Dan,

 

“I will ask you if you could better describe for me how you feel about the effects of digital and film cameras on the perception of art, are you stressing the effects on how people now view artwork in the gallery setting through their recording lenses, or is it also just as important how they interact with artwork during their everyday lives (advertisements, posters, magazines) as well.”

 

First of all, once a work of art leaves the studio and enters the world, it is what people make of it. So I can talk about my intent, but in the end your interpretation is as valid as mine.

 

I’m saying that technology and mass media change everything. We can never go back to what paintings and other artwork once meant to the culture. There is ambivalence in all my work. I’m not pining over painting’s diminished role, but I want to make the point that the experience of viewing art is forever altered in a myriad of ways. The art experience has been changed, even when we are looking at a painting. This is most notable in tourist museums, where visitors often wait a lifetime to see a work, only to spend a short time looking at it, and half of that time is through one lens or another.

 

The pace of modern life and easy availability of huge numbers of images, has largely eliminated long, slow, contemplative art viewing. Then too, (and here’s where my series really comes in), we are often inclined to forgo the first-hand experience of viewing art for the delayed experience of reviewing it later via pictures and video.

 

Imagine the experience of seeing a painting in Rome just 200 years ago.
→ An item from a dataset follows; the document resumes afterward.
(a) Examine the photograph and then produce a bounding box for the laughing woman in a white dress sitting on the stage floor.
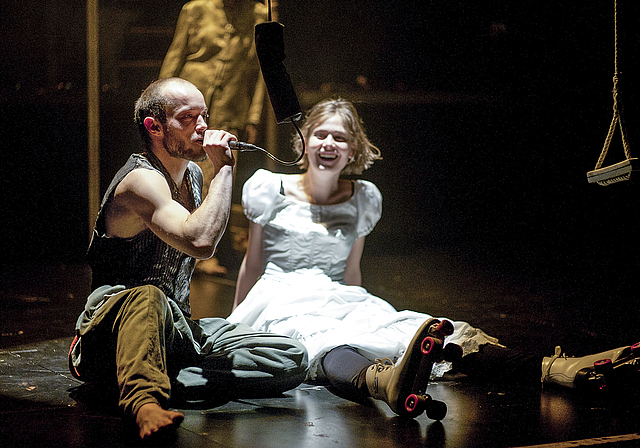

If you lived in Buffalo, you would take a horse-drawn carriage for several days to the nearest port, probably in NYC. Then you’d hop a ship and sail across the ocean to a port in Rome. Then a carriage again for several more days to Rome, and finally another carriage or maybe a long walk to the painting’s location. Even someone living elsewhere in Europe would have a long trip to get there.

 

Once you arrive at the location of the painting—say for instance Botticelli’s Birth of Venus—you would spend many hours, maybe days looking at what you had only previously read about. Or maybe you had seen an etched copy of the work, but now here it is. You might make drawings of it to remember later, exercising careful observation. As you left it, you would be aware that you might never see it again, and would henceforth only have the memory of the experience to last a lifetime.

 

By the time I was growing up, I had my choice of numerous full color printed images in books as near as my local library. Today you Google it: http://images.google.com/images?hl=en&client=firefox-a&channel=s&rls=org.mozilla:en-US:official&hs=OtW&ei=CsLGSaifKYvhtgfep73LCg&resnum=0&q=birth%20of%20venus%20botticelli&um=1&ie=UTF-8&sa=N&tab=wi

 

Let me tell you about one on my favorite paintings. It’s Le Déjeuner sur l'herbe, by Manet. I often talk about this painting with my students. I list it among the works of art I most admire. Here’s the thing; I’ve never seen it. Never been to France. Can you have a favorite painting that you’ve never seen? Or is it the idea of the painting that you favor?

 

Then there is what I call the trophy photo. This is a picture taken by someone in a gallery to document the fact that the subject has been there and seen the picture. I was in the National Gallery once, taking my pictures for the series, and a woman asked me to take her camera and photograph her with a certain painting. Here I was doing a series of art on this very same phenomenon. 

 

“Also, could you better explain for me your feelings towards the perception of art work (painting) as a three- dimensional object existing in real space verses the perception of artwork as two dimensional mechanical mass-reproductions.

 

Frankly I am with Manet on this. A painting is after all, a flat surface with paint on it. The difference between a painting and a reproduction is not one of dimension, but one of nuance. Lost are numerous subtleties of the art that can only be experienced in person. Scale is another factor. A Clifford Still can never be the same in a book or online as it is in person, because you cannot be enveloped by a book or internet image (not until they make really giant screens for personal use).  Also, there is always distortion. Go back right now to that page of Birth of Venus images. Note how each one is a different color. The painting is cropped different ways. Note that the foot of the male zephyr on the left is sometimes cut off as is Venus’s shell, and other border items. Note how dark the painting is in some images, and how light in others. Do you know which, if any, of these images are “accurate?” In my works I exaggerate this fact by distorting the image more extremely. But I also reproduce every nuance of distortion that occurred in the photo I’m working from, like reflections. My works are no more copies of the art than a picture in a book is. It’s my hope that my work will just make this fact evident.